Già iniziata la somministrazione della seconda dose del vaccino nelle rsa, residenze per disabili e comunità alloggio. Sono 330 le strutture finora interessate

PISTOIA. Prosegue la somministrazione del vaccino anti-Covid19 nei centri diurni che risiedono nei territori dell'Azienda USL Toscana centro. La vaccinazione ai centri diurni era iniziata una settimana fa con i primi 140 ospiti della Fondazione Maic, a Pistoia, per poi proseguire in tutte le aree territoriali: nell'empolese con i centri San Rocco, il Papiro e Villa Balli, a Firenze nella casa famiglia Modigliani e nei centri per disabili Pamapi e Villa Valentini del Quartiere 5, a Prato a Il Coderino e al Politano-Bisori e, via via, in tutti.   
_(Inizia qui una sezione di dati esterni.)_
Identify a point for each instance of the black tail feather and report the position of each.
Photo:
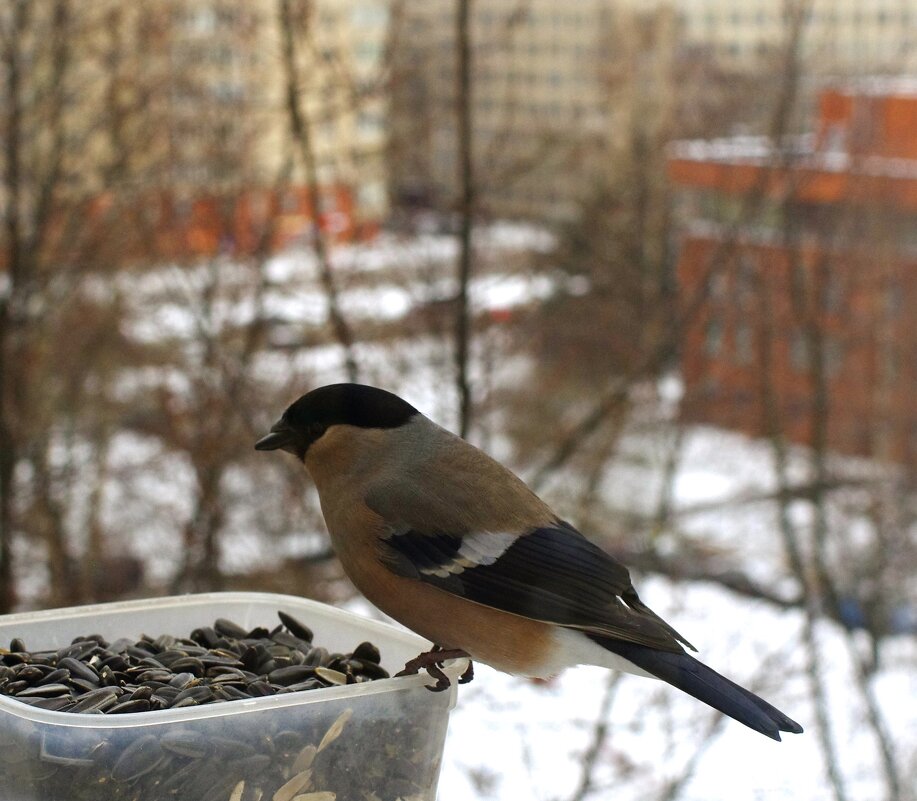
(693, 677)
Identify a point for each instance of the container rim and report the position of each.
(453, 668)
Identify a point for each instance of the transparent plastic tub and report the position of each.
(374, 741)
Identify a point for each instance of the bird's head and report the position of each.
(316, 413)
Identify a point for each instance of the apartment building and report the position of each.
(556, 87)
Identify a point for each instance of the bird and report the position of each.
(449, 542)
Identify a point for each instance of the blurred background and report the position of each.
(658, 256)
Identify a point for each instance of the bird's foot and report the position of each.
(432, 661)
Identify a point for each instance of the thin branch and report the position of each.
(301, 130)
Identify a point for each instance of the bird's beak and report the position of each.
(281, 437)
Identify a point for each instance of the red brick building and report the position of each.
(798, 270)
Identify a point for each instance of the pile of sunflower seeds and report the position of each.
(220, 663)
(380, 747)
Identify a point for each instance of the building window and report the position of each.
(799, 351)
(713, 338)
(746, 273)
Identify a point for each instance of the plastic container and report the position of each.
(390, 731)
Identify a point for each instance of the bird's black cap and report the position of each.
(336, 404)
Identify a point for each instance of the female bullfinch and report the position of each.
(453, 545)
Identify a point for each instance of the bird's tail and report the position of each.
(693, 677)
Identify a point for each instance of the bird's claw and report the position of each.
(432, 661)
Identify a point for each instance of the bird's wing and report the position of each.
(550, 573)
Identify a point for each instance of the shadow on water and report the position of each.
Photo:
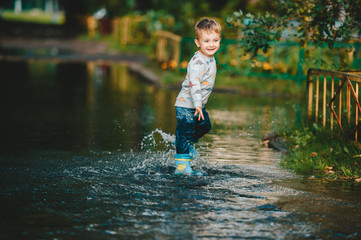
(87, 153)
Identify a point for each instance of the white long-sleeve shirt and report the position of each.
(199, 81)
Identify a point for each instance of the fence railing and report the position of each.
(338, 94)
(168, 49)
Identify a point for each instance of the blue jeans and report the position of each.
(189, 130)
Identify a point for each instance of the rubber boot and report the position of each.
(183, 165)
(193, 152)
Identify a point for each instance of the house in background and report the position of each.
(32, 11)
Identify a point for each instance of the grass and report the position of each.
(323, 153)
(34, 16)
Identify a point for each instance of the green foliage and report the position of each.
(321, 152)
(317, 22)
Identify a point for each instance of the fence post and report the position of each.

Complessivamente 6.821 ospiti tra rsa, residenze per disabili, comunità alloggio e centri diurni, distribuiti in 330 strutture, hanno già ricevuto la prima dose di vaccino: 2.218 ospiti delle strutture a Firenze centro; 831 nell'area fiorentina sud-est; 543 nella 'rea fiorentina sud-ovest; 501 nel Mugello; 801 nell'empolese; 915 a Prato e 1013 nell'area pistoiese. 

Conclusa la vaccinazione nelle rsa, residenze per disabili, comunità alloggio, l'Azienda Usl Toscana centro si è subito concentrata sui centri diurni e altre strutture residenziali.

Lo scorso 20 gennaio è invece iniziata la vaccinazione con la seconda dose nelle rsa, residenze per disabili e comunità alloggio, rispettando l'ordine di partenza iniziale. In tre giorni, con le seconde dosi, sono stai immunizzati 721 ospiti: 286 a Firenze centro, 40 nell'area fiorentina sud-est; 54 nella nord-ovest; 70 nel Mugello; 124 ad Empoli; 51 nell'era pratese e 96 in quella pistoiese. 

In totale le vaccinazioni agli ospiti delle strutture territoriali sono state 7.542 sempre grazie alle Usca: i team di medici, infermieri, assistenti sanitari e tecnici della prevenzione, che oramai sono impegnati senza soluzione di continuità. 

Per quanto riguarda invece le strutture ospedaliere, sono al momento 15.238 le vaccinazioni effettuate al personale sanitario, oltre a 597 quelle somministrate a oggi al personale dell'emergenza urgenza.